There are few pieces of building technology that are more tested and more scrutinised as passenger lifts, and one of the most important ways of determining their safety can be found in list testing towers.
Ever since Elisha Otis used an axe and his own body to showcase the power of the safety brake, lift testing has been critical and often dramatic, requiring buildings almost as huge and spectacular in scope as the skyscrapers they are set to be installed in.
The very first lift testing tower was constructed by Mr Otis’ eponymous company 17 years after he died in his hometown of Yonkers, New York. However, the tower that is most fascinating and important for British lifts is based in Northampton.
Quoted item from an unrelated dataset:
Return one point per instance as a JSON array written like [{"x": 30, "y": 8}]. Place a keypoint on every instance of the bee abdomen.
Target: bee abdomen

The National Lift Tower was originally completed in 1980 under the name of the Express Lift Tower, designed by Maurice Walton of the architecture firm Stimpson Walton Bond, becoming one of only two in Europe and the only one in the UK.
It has six different lift shafts, but one of them was exclusively used by the British Standards Institution for testing lift safety components. The vast majority of lifts built in Britain will have had at least one component tested in Northampton because of this.
However, its primary use as a way to test full lift products for the Express Lift Company was short-lived, as this part of the General Electric Company was bought by Otis, who opted to use their own lift towers in the United States instead.
Even after just 17 years though, the Lift Tower had become a landmark of Northampton, nicknamed the “Northampton lighthouse” by the late Terry Wogan.
Because of this, it became in 1997 the country’s youngest listed building, and had one of the shortest durations between construction and listed status. It has since become used not only for lift component testing but drainage testing and even abseiling.